A feasibility study the city prepared for the Lake Calumet site in February 1990 outlined a 28-year $5 billion financing plan that incorporated the use of nearly $600 million of revenue bonds; $1.5 billion of state and federal grants; $50 million of excess revenues from Chicago's O'Hare International Airport; $407 million of airline and other user revenue; $513 million in interest income; and $1.9 billion in passenger facility charges.
In addition, city officials have talked about leveraging the approximately $84 million a year the city will collect from a $3 passenger facility charge at O'Hare for additional bonding.
William Smithburg, chairman of the Quaker Oats Co. and head of a business group formed for the third airport by Mayor Daley earlier this year, said the Chicago site would hold an advantage in bond ratings because the group believes and airport at Lake Calumet would attract more passengers than the other sites. He explained that the larger number of passengers at the site, combined with the city's ability to raise funds through a passenger facility charge at O'Hare, could result in a higher credit rating and therefore a lower interest cost on bonds issued for the Lake Calumet Airport.
Sources said the financial feasibility analysis will estimate costs for the other sites at $15 billion for the Gary airport and about $5 billion for any of the three rural sites.
Ms. Ruyle said the price tag for the rural sites was doable by using a mixture of federal grants, revenue bonds, and by privatizing some of the airport facilities.
Donald Corinna, program manager for the bistate committee, said while the financial feasibility analysis by Price Waterhouse was scheduled to be completed in early October, it was one of dozens of studies the committee will weigh when it gets a final report from its primary consultant TAMS Consultants Inc. at the end of October.

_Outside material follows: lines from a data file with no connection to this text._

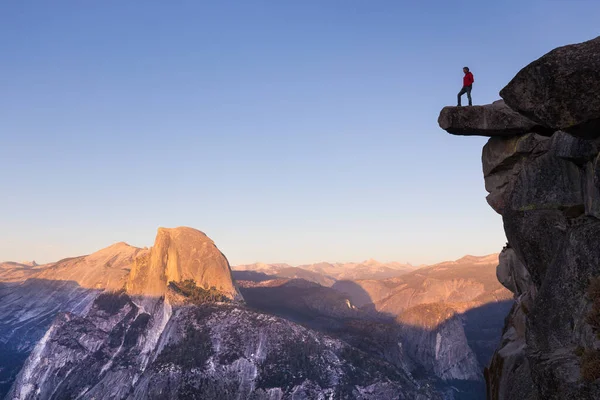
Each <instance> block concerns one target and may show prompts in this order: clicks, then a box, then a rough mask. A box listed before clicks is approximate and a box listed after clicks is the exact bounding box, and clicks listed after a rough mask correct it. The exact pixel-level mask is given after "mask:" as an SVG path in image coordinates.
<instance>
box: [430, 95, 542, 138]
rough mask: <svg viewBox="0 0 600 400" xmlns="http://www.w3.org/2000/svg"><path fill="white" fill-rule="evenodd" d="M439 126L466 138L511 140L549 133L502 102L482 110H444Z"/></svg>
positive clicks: (445, 107)
mask: <svg viewBox="0 0 600 400" xmlns="http://www.w3.org/2000/svg"><path fill="white" fill-rule="evenodd" d="M438 123H439V125H440V127H441V128H442V129H444V130H446V131H447V132H449V133H452V134H454V135H464V136H512V135H517V134H522V133H528V132H545V131H547V130H546V129H545V128H544V127H543V126H540V125H539V124H538V123H535V122H533V121H531V120H529V119H528V118H526V117H524V116H522V115H520V114H519V113H517V112H515V111H513V110H511V109H510V108H508V107H507V106H506V104H504V101H502V100H498V101H496V102H494V103H492V104H487V105H483V106H472V107H471V106H470V107H444V108H443V109H442V111H441V112H440V116H439V118H438Z"/></svg>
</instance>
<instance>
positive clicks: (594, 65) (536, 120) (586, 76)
mask: <svg viewBox="0 0 600 400" xmlns="http://www.w3.org/2000/svg"><path fill="white" fill-rule="evenodd" d="M599 93H600V37H597V38H595V39H592V40H589V41H587V42H584V43H580V44H573V45H569V46H563V47H559V48H557V49H554V50H552V51H551V52H549V53H548V54H546V55H544V56H542V57H540V58H539V59H538V60H536V61H534V62H532V63H531V64H529V65H527V66H526V67H525V68H523V69H522V70H521V71H520V72H519V73H518V74H517V75H516V76H515V77H514V78H513V80H512V81H510V83H509V84H508V85H507V86H506V87H505V88H504V89H502V91H501V92H500V96H502V98H503V99H504V101H506V104H507V105H508V106H509V107H510V108H512V109H513V110H515V111H517V112H519V113H521V114H522V115H524V116H527V117H528V118H530V119H532V120H534V121H536V122H538V123H540V124H542V125H544V126H547V127H550V128H552V129H553V130H564V131H566V132H569V133H571V134H573V135H574V136H579V137H584V138H596V137H599V136H600V95H599Z"/></svg>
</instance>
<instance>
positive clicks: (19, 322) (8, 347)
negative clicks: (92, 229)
mask: <svg viewBox="0 0 600 400" xmlns="http://www.w3.org/2000/svg"><path fill="white" fill-rule="evenodd" d="M145 252H146V250H143V249H138V248H135V247H132V246H129V245H127V244H125V243H118V244H115V245H112V246H110V247H107V248H106V249H103V250H100V251H98V252H96V253H93V254H90V255H88V256H83V257H75V258H70V259H65V260H61V261H58V262H56V263H52V264H46V265H40V266H31V265H23V264H16V263H4V264H2V266H3V268H2V270H3V274H2V276H1V278H2V279H1V281H0V359H1V360H2V363H0V395H2V394H3V393H6V391H7V390H8V388H9V387H10V385H11V383H12V381H13V380H14V378H15V376H16V374H17V373H18V372H19V369H20V368H21V366H22V365H23V362H24V361H25V359H26V358H27V356H28V355H29V353H30V352H31V351H32V349H33V347H34V346H35V344H36V343H37V342H38V341H39V340H40V339H41V338H42V336H43V335H44V333H45V332H46V331H47V329H48V328H49V327H50V324H51V323H52V321H53V319H54V318H55V316H56V315H57V314H58V313H59V312H70V313H73V314H75V315H83V314H85V313H86V312H87V310H88V309H89V307H90V306H91V304H92V302H93V301H94V299H95V297H96V296H97V295H98V294H99V293H100V291H101V290H104V289H109V290H114V289H118V288H122V287H123V285H124V284H125V282H126V279H127V276H128V274H129V269H130V268H131V267H132V265H133V262H134V259H135V258H136V257H137V256H139V255H143V254H144V253H145Z"/></svg>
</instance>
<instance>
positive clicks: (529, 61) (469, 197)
mask: <svg viewBox="0 0 600 400" xmlns="http://www.w3.org/2000/svg"><path fill="white" fill-rule="evenodd" d="M406 3H409V4H406ZM599 18H600V2H597V1H592V0H590V1H566V0H565V1H559V0H555V1H552V0H544V1H542V0H532V1H502V2H475V1H469V2H466V1H452V2H449V1H445V0H444V1H419V2H416V1H415V2H408V1H407V2H403V1H364V0H344V1H341V0H340V1H334V0H331V1H328V0H320V1H311V0H304V1H244V2H242V1H235V2H233V1H206V2H201V1H178V2H163V1H128V2H123V1H102V2H82V1H55V2H36V1H4V2H2V3H1V4H0V60H1V62H0V159H1V160H2V164H3V167H2V168H1V169H0V213H1V214H0V260H31V259H35V260H37V261H38V262H46V261H52V260H56V259H59V258H62V257H67V256H73V255H78V254H86V253H90V252H93V251H95V250H98V249H99V248H102V247H105V246H108V245H110V244H112V243H114V242H117V241H126V242H128V243H130V244H132V245H136V246H141V247H143V246H151V245H152V243H153V240H154V235H155V233H156V229H157V228H158V227H159V226H167V227H173V226H180V225H186V226H192V227H195V228H198V229H200V230H203V231H204V232H205V233H207V234H208V235H209V236H210V237H211V238H212V239H213V240H215V242H216V244H217V246H219V248H220V249H221V250H222V251H223V252H224V253H225V254H226V255H227V256H228V258H229V260H230V262H231V263H232V264H237V263H250V262H254V261H264V262H289V263H292V264H298V263H306V262H315V261H321V260H327V261H351V260H354V261H358V260H363V259H367V258H371V257H373V258H376V259H380V260H384V261H386V260H390V261H391V260H396V261H409V262H412V263H415V264H420V263H432V262H437V261H442V260H446V259H453V258H458V257H460V256H462V255H464V254H467V253H469V254H487V253H492V252H497V251H499V250H500V249H501V248H502V246H503V244H504V241H505V239H504V234H503V230H502V221H501V218H500V216H498V215H497V214H496V213H495V212H494V211H493V210H492V209H491V208H489V206H488V205H487V203H486V201H485V196H486V192H485V190H484V185H483V177H482V173H481V161H480V157H481V148H482V146H483V145H484V144H485V138H461V137H453V136H450V135H448V134H446V133H445V132H443V131H441V130H440V129H439V128H438V126H437V117H438V114H439V111H440V109H441V108H442V107H443V106H444V105H451V104H453V103H454V102H455V95H456V93H457V92H458V90H459V89H460V86H461V82H462V81H461V80H462V72H461V68H462V67H463V66H464V65H468V66H469V67H471V70H472V71H473V73H474V75H475V86H474V89H473V98H474V101H475V103H477V104H483V103H488V102H491V101H493V100H496V99H497V98H498V92H499V90H500V89H501V88H502V87H503V86H504V85H505V84H506V83H508V81H509V80H510V79H511V78H512V77H513V76H514V75H515V74H516V72H518V70H519V69H520V68H522V67H523V66H525V65H526V64H527V63H529V62H531V61H533V60H534V59H536V58H537V57H539V56H541V55H543V54H544V53H546V52H547V51H549V50H551V49H552V48H554V47H557V46H560V45H564V44H568V43H574V42H581V41H584V40H587V39H591V38H593V37H596V36H598V35H599V34H600V32H599V31H598V29H597V28H598V24H597V21H598V19H599Z"/></svg>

He pointed out that the financial study would look at estimated revenue generation, operating expenses, and financing options for each prospective airport.
The site selection process, which has been going on for two years, will end Jan. 5, when the committee is expected to choose one of the five sites or a "no build" option, Mr. Corinna added. If a site is selected another 12 months would be spent developing a master plan.
As for the committee's vote, Dave Dawson, a spokesman for Gov. Evan Bayh of Indiana, who holds four seats on the committee, said the governor prefers the Gary site.
A spokesman for Illinois Gov. Jim Edgar, who also appointed four members to the committee, did not return calls. According to Ed Paesel, director of the Third Airport Information Clearing House, Gov. Edgar, under Illinois law, has to approve any new airport located in the state.
Ms. Ruyle said the Illinois governor's involvement would be important if the Lake Calumet site was chosen purely for political reasons, rather than technical ones, Chicago has three votes on the committee.